The Last Unicorn, part of the BBC’s Natural World strand, will see BBC Studios Natural History Unit follow charity Saving the Survivors as they travel to South Sudan in the hope of discovering the rhinos. The species was officially declared extinct in 2018 by the International Union for Conservation of Nature.
Doug Hope, executive producer for BBC Studios Natural History Unit, said: “It is a long shot, there is no denying that, but there are rumours of them out there, and in a place that is so remote, so unexplored. Yet, from what our sources are telling us, it remains prime rhino habitat, so surely there is still a chance? And until this search is carried out we can’t close the book on the northern white rhino.”
South Sudan is the youngest country in the world. Declared independent in 2013, it has seen conflict and civil war for the past 20 years. No film crew has been allowed access for nearly ten years.
Larger in area than France, it has a population of no more than seven million. No access to wildlife NGOs means no survey or comprehensive search of any of South Sudan’s wildlife has been undertaken in over a decade.
Recently, reports surfaced indicating that local people are seeing the animal, once the species’ stronghold.

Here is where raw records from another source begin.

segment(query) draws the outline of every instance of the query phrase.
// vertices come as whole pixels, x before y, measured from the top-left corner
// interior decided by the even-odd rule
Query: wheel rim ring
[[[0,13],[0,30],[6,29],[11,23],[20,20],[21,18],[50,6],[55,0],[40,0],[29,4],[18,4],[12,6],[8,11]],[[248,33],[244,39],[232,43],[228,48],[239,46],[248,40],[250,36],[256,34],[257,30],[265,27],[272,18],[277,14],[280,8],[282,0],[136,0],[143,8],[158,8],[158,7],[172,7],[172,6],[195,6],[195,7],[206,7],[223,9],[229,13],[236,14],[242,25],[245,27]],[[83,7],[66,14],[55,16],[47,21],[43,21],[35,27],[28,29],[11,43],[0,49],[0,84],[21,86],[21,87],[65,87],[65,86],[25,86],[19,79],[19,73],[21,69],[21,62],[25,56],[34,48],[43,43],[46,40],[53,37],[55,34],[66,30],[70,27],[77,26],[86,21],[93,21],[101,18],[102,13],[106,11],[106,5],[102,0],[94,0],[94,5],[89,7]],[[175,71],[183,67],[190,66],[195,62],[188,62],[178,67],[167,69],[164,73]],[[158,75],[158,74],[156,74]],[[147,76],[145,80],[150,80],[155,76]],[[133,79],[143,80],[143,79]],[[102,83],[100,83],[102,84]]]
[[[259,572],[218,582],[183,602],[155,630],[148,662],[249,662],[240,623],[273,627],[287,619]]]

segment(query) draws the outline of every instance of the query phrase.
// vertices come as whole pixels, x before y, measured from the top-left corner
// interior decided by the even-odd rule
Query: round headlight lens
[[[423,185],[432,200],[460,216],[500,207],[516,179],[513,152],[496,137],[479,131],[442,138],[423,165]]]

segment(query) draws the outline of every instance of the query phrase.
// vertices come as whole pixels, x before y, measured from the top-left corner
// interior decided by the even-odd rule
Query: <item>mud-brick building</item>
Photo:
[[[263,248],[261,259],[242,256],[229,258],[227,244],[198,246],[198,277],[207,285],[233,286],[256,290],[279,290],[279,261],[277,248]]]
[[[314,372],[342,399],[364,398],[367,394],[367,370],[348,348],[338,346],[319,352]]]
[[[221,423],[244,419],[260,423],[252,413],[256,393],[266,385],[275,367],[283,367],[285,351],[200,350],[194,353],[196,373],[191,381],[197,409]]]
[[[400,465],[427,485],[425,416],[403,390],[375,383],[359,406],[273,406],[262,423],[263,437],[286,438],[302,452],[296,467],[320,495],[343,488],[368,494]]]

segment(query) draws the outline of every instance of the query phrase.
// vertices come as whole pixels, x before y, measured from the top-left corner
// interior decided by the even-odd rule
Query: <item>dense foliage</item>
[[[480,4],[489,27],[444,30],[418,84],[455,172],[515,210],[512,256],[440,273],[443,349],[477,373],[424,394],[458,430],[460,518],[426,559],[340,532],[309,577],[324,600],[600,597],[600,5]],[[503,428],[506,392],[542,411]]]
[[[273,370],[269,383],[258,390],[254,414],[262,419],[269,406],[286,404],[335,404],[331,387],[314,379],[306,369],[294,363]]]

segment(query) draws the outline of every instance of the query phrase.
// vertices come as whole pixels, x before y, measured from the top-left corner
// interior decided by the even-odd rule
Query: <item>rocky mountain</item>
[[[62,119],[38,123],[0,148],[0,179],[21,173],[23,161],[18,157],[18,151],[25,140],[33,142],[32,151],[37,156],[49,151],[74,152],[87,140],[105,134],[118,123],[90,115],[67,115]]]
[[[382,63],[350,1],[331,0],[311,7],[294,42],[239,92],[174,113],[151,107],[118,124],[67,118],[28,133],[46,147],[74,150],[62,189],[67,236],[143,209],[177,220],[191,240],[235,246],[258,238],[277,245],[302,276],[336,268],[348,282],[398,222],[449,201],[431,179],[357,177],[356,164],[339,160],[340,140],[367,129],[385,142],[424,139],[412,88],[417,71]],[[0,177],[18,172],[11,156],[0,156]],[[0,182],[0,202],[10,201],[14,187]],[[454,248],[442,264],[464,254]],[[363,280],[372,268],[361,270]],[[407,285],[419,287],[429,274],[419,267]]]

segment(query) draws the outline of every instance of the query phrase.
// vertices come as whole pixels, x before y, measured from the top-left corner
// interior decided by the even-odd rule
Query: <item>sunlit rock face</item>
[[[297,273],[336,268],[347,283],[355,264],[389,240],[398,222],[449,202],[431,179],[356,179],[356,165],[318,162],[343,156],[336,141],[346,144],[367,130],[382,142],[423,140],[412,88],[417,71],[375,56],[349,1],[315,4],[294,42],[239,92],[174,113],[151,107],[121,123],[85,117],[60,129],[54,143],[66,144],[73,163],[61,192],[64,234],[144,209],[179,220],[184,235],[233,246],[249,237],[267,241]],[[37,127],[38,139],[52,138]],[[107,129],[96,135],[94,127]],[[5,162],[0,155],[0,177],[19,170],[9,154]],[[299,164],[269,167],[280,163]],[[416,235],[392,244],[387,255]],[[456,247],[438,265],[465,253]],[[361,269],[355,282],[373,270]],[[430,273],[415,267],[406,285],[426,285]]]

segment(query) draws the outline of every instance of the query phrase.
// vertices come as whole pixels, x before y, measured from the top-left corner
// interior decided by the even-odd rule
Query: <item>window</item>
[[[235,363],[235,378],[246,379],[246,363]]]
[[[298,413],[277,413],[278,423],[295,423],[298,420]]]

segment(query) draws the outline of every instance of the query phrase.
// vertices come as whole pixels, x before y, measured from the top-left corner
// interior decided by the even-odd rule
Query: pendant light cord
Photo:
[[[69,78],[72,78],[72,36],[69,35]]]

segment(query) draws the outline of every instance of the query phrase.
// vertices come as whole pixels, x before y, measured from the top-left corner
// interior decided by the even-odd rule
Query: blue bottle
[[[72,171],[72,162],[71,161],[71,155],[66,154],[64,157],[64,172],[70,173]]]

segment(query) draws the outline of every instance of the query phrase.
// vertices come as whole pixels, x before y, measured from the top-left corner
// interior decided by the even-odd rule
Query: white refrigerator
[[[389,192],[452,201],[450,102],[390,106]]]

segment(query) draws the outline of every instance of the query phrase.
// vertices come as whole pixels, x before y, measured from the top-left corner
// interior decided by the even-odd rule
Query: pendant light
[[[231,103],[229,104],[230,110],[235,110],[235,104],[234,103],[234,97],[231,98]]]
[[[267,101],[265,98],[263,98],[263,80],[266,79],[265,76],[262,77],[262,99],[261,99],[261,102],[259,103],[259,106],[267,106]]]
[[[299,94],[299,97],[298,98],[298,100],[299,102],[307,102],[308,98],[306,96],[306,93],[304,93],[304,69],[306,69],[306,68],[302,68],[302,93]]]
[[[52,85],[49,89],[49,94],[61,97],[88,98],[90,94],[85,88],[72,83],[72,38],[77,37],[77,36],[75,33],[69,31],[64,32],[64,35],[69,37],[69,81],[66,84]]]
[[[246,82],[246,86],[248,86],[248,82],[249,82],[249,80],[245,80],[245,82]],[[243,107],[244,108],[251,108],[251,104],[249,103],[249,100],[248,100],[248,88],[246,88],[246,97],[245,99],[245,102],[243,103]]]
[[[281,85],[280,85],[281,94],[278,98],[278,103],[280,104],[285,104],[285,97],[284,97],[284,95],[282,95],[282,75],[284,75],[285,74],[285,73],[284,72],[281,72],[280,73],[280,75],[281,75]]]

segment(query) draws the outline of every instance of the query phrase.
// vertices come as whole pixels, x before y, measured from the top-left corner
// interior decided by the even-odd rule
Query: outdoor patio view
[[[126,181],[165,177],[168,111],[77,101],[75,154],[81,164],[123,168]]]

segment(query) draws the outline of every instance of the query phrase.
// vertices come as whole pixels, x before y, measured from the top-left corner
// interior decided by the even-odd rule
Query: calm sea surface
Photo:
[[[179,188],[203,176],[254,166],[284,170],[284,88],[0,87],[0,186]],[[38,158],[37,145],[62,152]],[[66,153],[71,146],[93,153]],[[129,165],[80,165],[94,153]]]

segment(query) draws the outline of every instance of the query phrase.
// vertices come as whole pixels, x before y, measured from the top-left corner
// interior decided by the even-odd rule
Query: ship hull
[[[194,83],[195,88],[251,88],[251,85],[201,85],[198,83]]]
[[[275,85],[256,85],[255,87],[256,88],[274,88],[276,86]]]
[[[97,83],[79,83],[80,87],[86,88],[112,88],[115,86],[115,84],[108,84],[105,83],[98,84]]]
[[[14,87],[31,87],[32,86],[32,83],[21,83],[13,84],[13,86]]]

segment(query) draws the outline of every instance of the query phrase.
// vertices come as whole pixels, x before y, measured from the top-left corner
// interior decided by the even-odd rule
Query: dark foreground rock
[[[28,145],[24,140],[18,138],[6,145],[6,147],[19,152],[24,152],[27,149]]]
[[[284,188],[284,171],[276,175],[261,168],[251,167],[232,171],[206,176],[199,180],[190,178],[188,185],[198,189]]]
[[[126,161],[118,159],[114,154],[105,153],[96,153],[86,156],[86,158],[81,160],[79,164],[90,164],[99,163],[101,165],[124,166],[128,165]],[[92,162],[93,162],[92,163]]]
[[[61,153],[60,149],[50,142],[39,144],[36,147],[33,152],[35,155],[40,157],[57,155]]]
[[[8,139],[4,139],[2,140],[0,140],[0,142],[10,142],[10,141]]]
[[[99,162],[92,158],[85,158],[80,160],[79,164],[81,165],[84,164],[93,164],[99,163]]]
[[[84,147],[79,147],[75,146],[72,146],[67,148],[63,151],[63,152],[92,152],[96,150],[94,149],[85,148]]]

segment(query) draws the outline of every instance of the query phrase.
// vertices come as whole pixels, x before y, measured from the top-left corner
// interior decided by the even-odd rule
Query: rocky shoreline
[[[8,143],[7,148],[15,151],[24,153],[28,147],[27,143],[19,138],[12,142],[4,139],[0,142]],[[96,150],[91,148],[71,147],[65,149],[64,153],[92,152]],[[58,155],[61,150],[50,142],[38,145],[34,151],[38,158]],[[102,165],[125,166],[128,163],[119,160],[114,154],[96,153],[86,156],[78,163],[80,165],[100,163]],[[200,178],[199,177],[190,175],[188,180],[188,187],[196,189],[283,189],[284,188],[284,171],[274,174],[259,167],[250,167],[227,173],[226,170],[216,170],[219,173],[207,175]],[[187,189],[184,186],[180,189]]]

A team of experts led by Paul Naden (expedition leader of Saving the Survivors), accompanied by wildlife cameraman Vianet Djenguet, vet Johan Marais and high security expert Aldo Kane are heading the search for the northern white rhino.
The team from BBC Studios Natural History Unit will use camera traps and new drone technology which has never been used in the field before, which uses software to recognise different animals, to also film elephants, giraffe, leopards, honey badgers, antelope, warthogs and baboons.
The Last Unicorn, a 1×60-minute documentary for BBC Two, is made by BBC Studios Natural History Unit. It was commissioned by Patrick Holland, Controller, BBC Two and Jack Bootle, head of commissioning, natural history and science. The executive producer is Doug Hope.